Tuesday, October 01, 2002: News Corporation And Telecom Italia Agree To Acquire Italian Pay-TV Platform Telepiù
NEW YORK and PARIS (October 1, 2002) – News Corporation and Telecom Italia today signed a definitive agreement with Vivendi Universal and Canal+ Group to acquire Telepiù, the Italian pay-TV business.
The transaction consideration at signing is E920 million, consisting of the assumption of up to E450 million in debt and a cash payment of E470 million for the shares of Telepiù. This cash payment will be adjusted downward by the amount of outstanding accounts payable at closing. As of today, the accounts payable stand at approximately E200 million. It is anticipated that at closing, total consideration before the accounts payable adjustment will be E893 million, reflecting continuing debt reduction at Telepiù between the signing of today's agreement and the anticipated closing.
The acquisition, which is subject to regulatory approval, is expected to be completed by the end of the calendar year, whereupon Telepiù will be combined with Stream, the Italian pay-TV platform jointly owned by News Corporation and Telecom Italia, and renamed Sky Italia. News Corporation will hold an 80.1 percent equity interest in Sky Italia, and Telecom Italia will hold a 19.9 percent equity interest.

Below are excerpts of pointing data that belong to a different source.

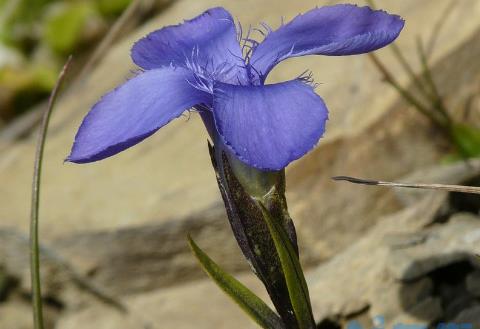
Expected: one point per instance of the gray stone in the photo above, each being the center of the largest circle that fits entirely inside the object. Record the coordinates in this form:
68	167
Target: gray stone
445	244
470	316
473	283
424	313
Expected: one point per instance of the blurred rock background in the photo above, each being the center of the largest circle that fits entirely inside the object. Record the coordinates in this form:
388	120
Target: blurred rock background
121	223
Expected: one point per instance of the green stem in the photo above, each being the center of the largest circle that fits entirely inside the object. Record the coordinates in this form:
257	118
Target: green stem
437	100
405	94
34	241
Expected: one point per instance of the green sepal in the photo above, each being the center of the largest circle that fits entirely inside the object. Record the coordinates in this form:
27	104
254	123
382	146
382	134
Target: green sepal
296	284
241	295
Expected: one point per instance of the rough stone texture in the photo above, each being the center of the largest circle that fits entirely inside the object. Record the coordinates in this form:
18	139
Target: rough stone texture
473	283
122	221
169	176
444	245
470	316
196	304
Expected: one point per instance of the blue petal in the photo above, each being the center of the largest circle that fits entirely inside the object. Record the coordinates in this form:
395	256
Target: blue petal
333	30
134	111
269	126
207	43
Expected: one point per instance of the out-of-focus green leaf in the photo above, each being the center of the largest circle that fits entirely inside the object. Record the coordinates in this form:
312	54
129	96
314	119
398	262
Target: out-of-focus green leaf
467	139
112	7
246	299
297	286
64	28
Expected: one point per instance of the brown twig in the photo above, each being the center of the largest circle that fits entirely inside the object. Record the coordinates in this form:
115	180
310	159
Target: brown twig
442	187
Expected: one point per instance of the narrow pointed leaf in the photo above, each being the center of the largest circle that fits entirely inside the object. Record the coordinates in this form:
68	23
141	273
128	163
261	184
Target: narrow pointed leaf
244	297
297	286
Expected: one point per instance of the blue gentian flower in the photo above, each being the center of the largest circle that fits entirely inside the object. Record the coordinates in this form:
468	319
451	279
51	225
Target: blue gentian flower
207	65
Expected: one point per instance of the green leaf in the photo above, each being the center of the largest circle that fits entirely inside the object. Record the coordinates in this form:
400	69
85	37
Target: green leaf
467	139
297	286
245	298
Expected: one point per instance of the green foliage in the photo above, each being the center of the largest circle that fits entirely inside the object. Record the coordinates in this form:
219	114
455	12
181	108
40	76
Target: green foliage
63	29
112	7
467	139
246	299
297	286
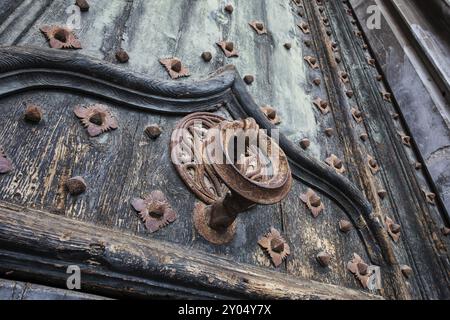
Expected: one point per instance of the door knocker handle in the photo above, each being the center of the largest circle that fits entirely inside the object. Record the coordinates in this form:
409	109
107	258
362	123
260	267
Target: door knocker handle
231	166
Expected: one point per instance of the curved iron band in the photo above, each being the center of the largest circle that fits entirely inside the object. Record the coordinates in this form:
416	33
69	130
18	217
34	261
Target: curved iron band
136	90
262	193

The acquisition consideration includes the various rights to telecast certain future Italian soccer matches, which have previously been paid for by Telepiù, as well as the rights to two terrestrial television licenses. The combined platform will be required to sell the terrestrial television station licenses.
As part of the acquisition agreement, all litigation between the parties, including Stream’s litigation against Telepiù and Canal+’s litigation against NDS, will be suspended immediately and permanently withdrawn when the transaction closes.
J.P. Morgan and Mediobanca have acted as financial advisers to News Corporation in connection with this transaction. Lehman Brothers have acted as financial advisers to Vivendi Universal.
Important Disclaimer
This press release contains “forward-looking statements” as that term is defined in the Private Securities Litigation Reform Act of 1995. Such forward-looking statements are not guarantees of future performance. Actual results may differ materially from the forward-looking statements as a result of a number of risks and uncertainties, many of which are outside our control, including but not limited to the risk that Vivendi Universal will be unable to obtain the antitrust authorities' approval necessary to finalize the referenced transaction; that the cash payment expected as a result of the transaction will be adjusted downward by the closing; as well as the risks described in the documents Vivendi Universal has filed with the U.S. Securities and Exchange Commission. Vivendi Universal does not undertake, nor does it have any obligation, to provide updates or to revise any forward-looking statements. Investors and security holders may obtain a free copy of documents filed by Vivendi Universal with the U.S. Securities and Exchange Commission at www.sec.gov and of documents filed with the French Commission des Opérations de Bourse, or directly from Vivendi Universal.